In the directory you specified for saving, checkpoint files and spectrogram visualization
data will appear. Since the checkpoints are quite big, only the five most recent ones will be kept. The amount of
training steps highly depends on the data you are using and whether you're finetuning from a pretrained checkpoint or
training from scratch. The fewer data you have, the fewer steps you should take to prevent a possible collapse. If
you want to stop earlier, just kill the process, since everything is daemonic all the child-processes should die with
it. In case there are some ghost-processes left behind, you can use the following command to find them and kill them
manually.
```
fuser -v /dev/nvidia*
```
Whenever a checkpoint is saved, a compressed version that can be used for inference is also created, which is named
_best.py_
---
<br>
## FAQ 🐓
Here are a few points that were brought up by users:
- How can I figure out if my data has outliers or similar problems? -- There is a scorer that can find and even remove
samples from your dataset cache that have extraordinarily high loss values, have a look at `run_scorer.py`.

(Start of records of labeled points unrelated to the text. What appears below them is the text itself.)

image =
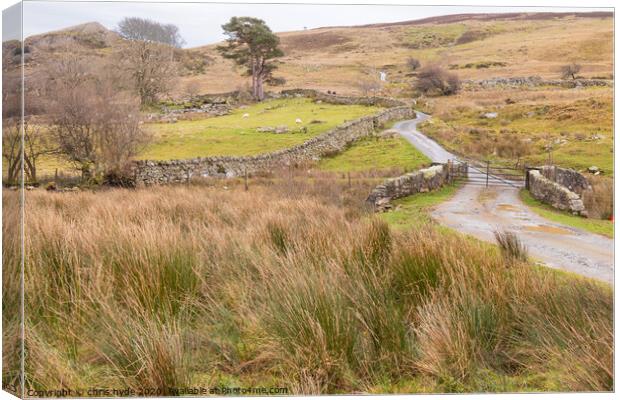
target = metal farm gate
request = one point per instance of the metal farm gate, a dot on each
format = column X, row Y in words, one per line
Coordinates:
column 496, row 175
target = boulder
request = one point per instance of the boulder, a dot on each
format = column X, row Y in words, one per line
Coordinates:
column 281, row 129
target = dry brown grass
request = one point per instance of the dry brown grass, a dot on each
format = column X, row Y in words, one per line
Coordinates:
column 600, row 201
column 291, row 284
column 336, row 58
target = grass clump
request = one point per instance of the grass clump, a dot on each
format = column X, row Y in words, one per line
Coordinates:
column 192, row 285
column 511, row 247
column 598, row 226
column 376, row 154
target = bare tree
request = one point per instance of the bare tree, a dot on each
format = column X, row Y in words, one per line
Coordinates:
column 435, row 80
column 94, row 126
column 146, row 30
column 22, row 136
column 413, row 63
column 570, row 70
column 150, row 67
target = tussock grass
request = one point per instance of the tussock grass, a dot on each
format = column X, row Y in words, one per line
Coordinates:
column 511, row 246
column 294, row 285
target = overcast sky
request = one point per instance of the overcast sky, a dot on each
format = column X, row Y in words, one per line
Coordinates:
column 200, row 23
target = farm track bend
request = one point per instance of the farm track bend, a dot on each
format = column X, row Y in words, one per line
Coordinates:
column 479, row 211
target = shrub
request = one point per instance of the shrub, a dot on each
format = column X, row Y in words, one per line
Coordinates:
column 413, row 63
column 570, row 70
column 435, row 80
column 511, row 247
column 470, row 36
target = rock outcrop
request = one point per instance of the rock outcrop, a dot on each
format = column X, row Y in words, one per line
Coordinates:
column 420, row 181
column 559, row 187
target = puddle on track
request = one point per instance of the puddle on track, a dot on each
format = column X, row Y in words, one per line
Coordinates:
column 547, row 229
column 507, row 207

- My error message shows GPU0, even though I specified a different GPU -- The way GPU selection works is that the
specified GPU is set as the only visible device, in order to avoid backend stuff running accidentally on different
GPUs. So internally the program will name the device GPU0, because it is the only GPU it can see. It is actually
running on the GPU you specified.
- read_to_file produces strange outputs -- Check if you're passing a list to the method or a string. Since strings can
be
iterated over, it might not throw an error, but a list of strings is expected.
- `UserWarning: Detected call of lr_scheduler.step() before optimizer.step().` -- We use a custom scheduler, and torch
incorrectly thinks that we call the scheduler and the optimizer in the wrong order. Just ignore this warning, it is
completely meaningless.
- `WARNING[XFORMERS]: xFormers can't load C++/CUDA extensions. [...]` -- Another meaningless warning. We actually don't
use xFormers ourselves, it is just part of the dependencies of one of our dependencies, but it is not used at any
place.
- `The torchaudio backend is switched to 'soundfile'. Note that 'sox_io' is not supported on Windows. [...]` -- Just
happens under Windows and doesn't affect anything.

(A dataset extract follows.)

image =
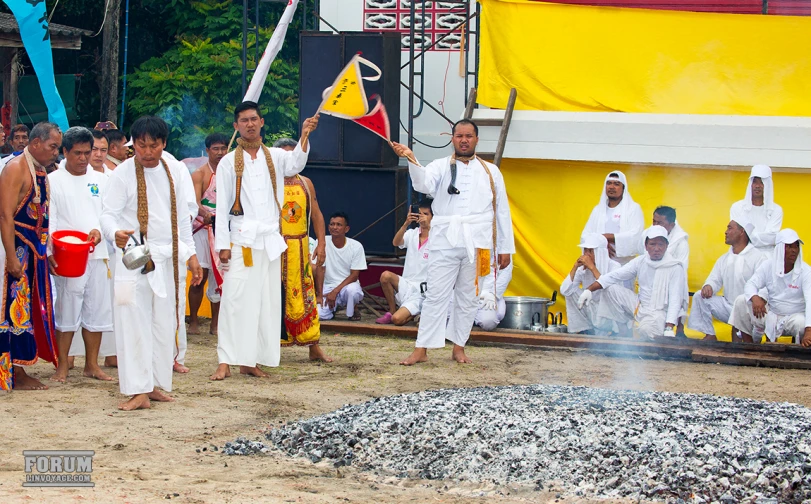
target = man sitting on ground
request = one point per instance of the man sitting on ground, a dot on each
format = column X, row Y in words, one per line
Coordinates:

- `WARNING:phonemizer:words count mismatch on 200.0% of the lines (2/1) [...]` -- We have no idea why espeak started
giving out this warning, however it doesn't seem to affect anything, so it seems safe to ignore.

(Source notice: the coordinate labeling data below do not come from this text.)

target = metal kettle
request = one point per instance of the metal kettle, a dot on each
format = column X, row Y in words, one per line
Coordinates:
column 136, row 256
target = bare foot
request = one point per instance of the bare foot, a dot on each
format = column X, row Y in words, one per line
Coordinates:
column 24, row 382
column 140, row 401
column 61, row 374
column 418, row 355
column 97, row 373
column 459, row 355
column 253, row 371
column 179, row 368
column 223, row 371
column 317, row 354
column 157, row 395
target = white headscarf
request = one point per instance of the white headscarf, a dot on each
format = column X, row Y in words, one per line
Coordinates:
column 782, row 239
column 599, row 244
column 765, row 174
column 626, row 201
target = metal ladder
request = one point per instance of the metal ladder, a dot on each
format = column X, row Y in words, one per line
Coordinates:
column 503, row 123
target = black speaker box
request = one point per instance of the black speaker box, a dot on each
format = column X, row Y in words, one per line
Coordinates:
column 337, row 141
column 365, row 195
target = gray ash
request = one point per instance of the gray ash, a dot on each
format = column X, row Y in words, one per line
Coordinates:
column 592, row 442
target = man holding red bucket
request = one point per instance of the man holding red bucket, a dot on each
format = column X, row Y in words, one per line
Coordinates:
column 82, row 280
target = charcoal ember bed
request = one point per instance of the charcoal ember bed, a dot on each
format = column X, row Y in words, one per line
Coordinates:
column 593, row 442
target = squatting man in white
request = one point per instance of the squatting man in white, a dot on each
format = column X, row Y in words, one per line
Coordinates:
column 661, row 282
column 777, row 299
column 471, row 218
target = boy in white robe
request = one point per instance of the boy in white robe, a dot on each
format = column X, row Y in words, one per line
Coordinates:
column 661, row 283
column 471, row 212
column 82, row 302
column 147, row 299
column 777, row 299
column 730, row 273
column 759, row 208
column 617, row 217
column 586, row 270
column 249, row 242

- Loss turns to `NaN` -- The default learning rates work on clean data. If your data is less clean, try using the scorer
to find problematic samples, or reduce the learning rate. The most common problem is there being pauses in the speech,
but nothing that hints at them in the text. That's why ASR corpora, which leave out punctuation, are usually difficult
to use for TTS.
---
<br>
## Acknowledgements 🦆
The basic PyTorch modules of FastSpeech 2 and GST are taken from
[ESPnet](https://github.com/espnet/espnet), the PyTorch modules of
HiFi-GAN are taken from the [ParallelWaveGAN repository](https://github.com/kan-bayashi/ParallelWaveGAN).
Some modules related to the ConditionalFlowMatching based PostNet as outlined in MatchaTTS are taken
from the [official MatchaTTS codebase](https://github.com/shivammehta25/Matcha-TTS) and some are taken
from [the StableTTS codebase](https://github.com/KdaiP/StableTTS).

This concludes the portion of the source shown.